By GERALD GABRIEL
I write regarding the recently announced partnership between Daewoo Shipbuilding and Marine Engineering Inc. (DSME) and the province to invest in a manufacturing operation that will produce wind turbine components at the TrentonWorks facility in the town of Trenton. I believe this is a strategic investment that will pay dividends to not only the residents of Pictou County, but all Nova Scotians.
First, attracting to the province a partner of DSME’s quality should be considered an economic development coup. This is the second major direct North American investment made by this prolific multinational, which clearly has the expertise and global reach to make things happen. Its decision to partner with Nova Scotia is part of a larger corporate decision to become involved in the burgeoning industry of producing power from renewable resources (e.g. wind and tides) in North America and throughout the world.
Second, this partnership has several components. An associated part of the deal is a memorandum of understanding with Nova Scotia Power to explore potential mutual investment in tidal power development. This could be a win-win situation that results in further investment by both parties to successfully harness the world’s greatest tides. Such investment in Nova Scotia would create additional jobs and, perhaps even more importantly, foster local research and development expertise in this cutting-edge technology.
Third, this deal in Pictou County aligns well with an existing company in Nova Scotia, namely Composites Atlantic in Lunenburg, a company that produces high-end products for the aerospace sector. The towers for the wind turbines that Daewoo will fabricate are made of metal; but the blades are made of a composite. Although this is not spelled out at this stage, there is clearly a synergy between Composites Atlantic and Daewoo that provides the opportunity for the two firms to work together on the blade components. This could be a win-win for both businesses, with the result that highly skilled fabrication is augmented in Nova Scotia.

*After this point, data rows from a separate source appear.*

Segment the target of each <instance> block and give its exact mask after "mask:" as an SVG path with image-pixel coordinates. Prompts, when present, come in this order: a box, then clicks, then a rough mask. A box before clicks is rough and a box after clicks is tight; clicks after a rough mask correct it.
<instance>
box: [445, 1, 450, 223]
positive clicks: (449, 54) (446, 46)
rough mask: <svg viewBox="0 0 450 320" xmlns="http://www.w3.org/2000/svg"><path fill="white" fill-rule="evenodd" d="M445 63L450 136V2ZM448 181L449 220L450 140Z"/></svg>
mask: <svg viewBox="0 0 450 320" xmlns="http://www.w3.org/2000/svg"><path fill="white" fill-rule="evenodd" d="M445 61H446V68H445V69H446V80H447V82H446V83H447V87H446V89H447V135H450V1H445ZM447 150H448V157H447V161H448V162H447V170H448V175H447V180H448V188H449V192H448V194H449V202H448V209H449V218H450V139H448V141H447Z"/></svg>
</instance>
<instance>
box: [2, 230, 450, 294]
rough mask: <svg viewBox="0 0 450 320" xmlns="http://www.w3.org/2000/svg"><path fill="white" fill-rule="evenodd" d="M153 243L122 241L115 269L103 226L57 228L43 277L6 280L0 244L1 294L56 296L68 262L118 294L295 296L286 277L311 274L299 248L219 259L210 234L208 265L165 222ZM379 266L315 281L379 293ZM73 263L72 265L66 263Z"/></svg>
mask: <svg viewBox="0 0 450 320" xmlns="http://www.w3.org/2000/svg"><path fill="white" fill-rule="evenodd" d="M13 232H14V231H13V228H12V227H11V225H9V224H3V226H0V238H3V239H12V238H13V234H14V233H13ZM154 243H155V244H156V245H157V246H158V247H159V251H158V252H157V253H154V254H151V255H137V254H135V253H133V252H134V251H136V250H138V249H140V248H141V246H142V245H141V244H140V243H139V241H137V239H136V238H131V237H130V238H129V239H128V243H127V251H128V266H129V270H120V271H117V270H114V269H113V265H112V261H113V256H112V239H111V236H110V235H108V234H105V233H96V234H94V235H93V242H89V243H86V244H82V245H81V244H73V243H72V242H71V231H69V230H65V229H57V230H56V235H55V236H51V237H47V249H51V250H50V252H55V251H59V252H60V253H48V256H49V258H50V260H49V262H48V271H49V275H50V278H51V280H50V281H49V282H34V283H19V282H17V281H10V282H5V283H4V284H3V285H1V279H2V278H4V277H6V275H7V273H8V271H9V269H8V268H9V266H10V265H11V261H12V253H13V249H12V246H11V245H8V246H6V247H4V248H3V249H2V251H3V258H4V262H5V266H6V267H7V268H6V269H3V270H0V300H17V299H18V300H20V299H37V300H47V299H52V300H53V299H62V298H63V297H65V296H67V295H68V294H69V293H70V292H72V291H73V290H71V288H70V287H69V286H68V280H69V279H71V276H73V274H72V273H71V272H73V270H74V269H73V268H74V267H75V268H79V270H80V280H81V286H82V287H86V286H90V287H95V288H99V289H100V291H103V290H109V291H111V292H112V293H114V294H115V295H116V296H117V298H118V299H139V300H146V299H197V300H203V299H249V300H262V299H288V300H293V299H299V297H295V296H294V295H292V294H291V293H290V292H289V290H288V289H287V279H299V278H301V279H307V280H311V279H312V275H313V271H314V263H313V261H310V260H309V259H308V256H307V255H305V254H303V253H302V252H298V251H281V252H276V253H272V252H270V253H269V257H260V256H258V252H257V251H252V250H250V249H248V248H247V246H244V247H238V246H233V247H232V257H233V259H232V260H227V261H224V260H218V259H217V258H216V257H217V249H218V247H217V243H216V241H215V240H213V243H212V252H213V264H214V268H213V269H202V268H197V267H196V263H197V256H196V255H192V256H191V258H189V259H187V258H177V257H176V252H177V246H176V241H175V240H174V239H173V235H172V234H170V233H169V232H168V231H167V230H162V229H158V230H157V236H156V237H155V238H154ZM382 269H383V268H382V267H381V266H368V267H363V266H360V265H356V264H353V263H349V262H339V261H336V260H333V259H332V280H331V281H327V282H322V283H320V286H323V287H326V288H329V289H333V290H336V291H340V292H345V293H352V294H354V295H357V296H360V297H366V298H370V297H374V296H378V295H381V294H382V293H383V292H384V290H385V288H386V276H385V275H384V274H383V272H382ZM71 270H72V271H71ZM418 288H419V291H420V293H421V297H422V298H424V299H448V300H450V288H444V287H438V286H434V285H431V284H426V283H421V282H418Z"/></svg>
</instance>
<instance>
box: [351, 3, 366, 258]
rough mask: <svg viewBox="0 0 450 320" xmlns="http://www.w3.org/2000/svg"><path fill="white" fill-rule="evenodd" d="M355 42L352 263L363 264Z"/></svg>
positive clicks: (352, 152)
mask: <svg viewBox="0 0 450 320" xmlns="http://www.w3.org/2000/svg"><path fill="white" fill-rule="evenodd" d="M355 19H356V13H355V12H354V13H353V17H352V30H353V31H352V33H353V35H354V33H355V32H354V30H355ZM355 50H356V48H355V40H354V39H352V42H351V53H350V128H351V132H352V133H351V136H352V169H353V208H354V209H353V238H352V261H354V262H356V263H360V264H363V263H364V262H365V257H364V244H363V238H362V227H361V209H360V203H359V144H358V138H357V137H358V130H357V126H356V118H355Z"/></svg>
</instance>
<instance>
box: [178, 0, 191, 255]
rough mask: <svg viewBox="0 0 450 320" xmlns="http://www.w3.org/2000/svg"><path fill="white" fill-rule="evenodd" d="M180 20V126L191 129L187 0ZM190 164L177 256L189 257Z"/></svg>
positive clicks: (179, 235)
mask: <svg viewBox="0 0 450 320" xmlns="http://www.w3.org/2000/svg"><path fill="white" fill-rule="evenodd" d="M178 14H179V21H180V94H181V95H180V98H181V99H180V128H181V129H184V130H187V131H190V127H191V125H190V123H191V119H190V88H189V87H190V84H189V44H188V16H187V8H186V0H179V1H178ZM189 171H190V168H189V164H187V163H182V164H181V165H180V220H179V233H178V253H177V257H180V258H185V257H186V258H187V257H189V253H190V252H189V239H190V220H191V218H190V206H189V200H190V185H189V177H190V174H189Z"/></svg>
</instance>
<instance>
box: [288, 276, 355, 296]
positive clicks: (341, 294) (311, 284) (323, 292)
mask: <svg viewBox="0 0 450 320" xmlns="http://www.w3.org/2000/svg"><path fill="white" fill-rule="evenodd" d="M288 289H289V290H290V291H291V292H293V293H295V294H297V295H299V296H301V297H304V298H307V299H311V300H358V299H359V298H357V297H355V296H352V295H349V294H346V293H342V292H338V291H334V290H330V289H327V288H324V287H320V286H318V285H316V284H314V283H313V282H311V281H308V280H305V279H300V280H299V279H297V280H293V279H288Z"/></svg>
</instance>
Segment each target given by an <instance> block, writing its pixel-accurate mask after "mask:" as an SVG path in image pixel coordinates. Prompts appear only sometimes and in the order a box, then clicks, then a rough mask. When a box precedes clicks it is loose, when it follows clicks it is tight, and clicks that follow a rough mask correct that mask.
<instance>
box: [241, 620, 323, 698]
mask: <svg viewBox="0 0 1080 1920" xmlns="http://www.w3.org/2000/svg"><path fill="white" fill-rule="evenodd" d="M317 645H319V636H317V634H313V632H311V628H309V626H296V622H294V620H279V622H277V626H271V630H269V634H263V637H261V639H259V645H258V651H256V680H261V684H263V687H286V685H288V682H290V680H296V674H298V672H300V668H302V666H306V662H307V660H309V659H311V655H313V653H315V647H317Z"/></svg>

It is for these reasons that I suggest that this decision to partner with Daewoo at the Trenton facility is indeed strategic for the province of Nova Scotia.
There has been much discourse within the media about the terms of the investment by the province with Daewoo. However, as Charles Cirtwill, president and CEO of the Atlantic Institute for Market Studies, stated in a recent CBC Radio interview, there is nothing unusual about the terms of this investment agreement — “they are typical of these types of economic development endeavours.”
There is no doubt that there are risks associated with this investment. But that’s the nature of economic development.
I would also like to offer a comment about the community implications of this decision. It must be appreciated that TrentonWorks has long been part of the economic fabric of Pictou County. When Greenbrier (former owner and operator) closed its doors at the plant almost three years ago, it put a lot of people out of work and jeopardized the livelihood of many families and local businesses. This decision to invest in a new high-tech manufacturing facility has significant social ramifications for the community. Certainly it will put a lot of people to work, but it will also add to the spirit of hope and renewal for the future.
A few days ago, the leaders of our six municipalities issued a collective welcome to Daewoo, under the banner Forward Together. Their joint action speaks of the strong recognition of what this investment decision means to the people of Pictou County. It is an investment that looks to the future, building on the strengths of the past and positioning Pictou County to forge new skills and opportunities in the years and decades to come.
I applaud this decision by the provincial government. It aligns well with the province’s stated objective to have one of the cleanest and most sustainable environments by 2020. It represents a strategic investment for the people of Nova Scotia, as it has the potential to be the platform for creating significant opportunities for multiple partners in the province, generating substantial economic benefits.
It positions the province to potentially become a world leader in wind turbine production and tidal energy exploration. It sends a strong message that rural areas have an important role to play in the technological and manufacturing development of Nova Scotia.
Gerald Gabriel is executive director, Pictou Regional Development Commission.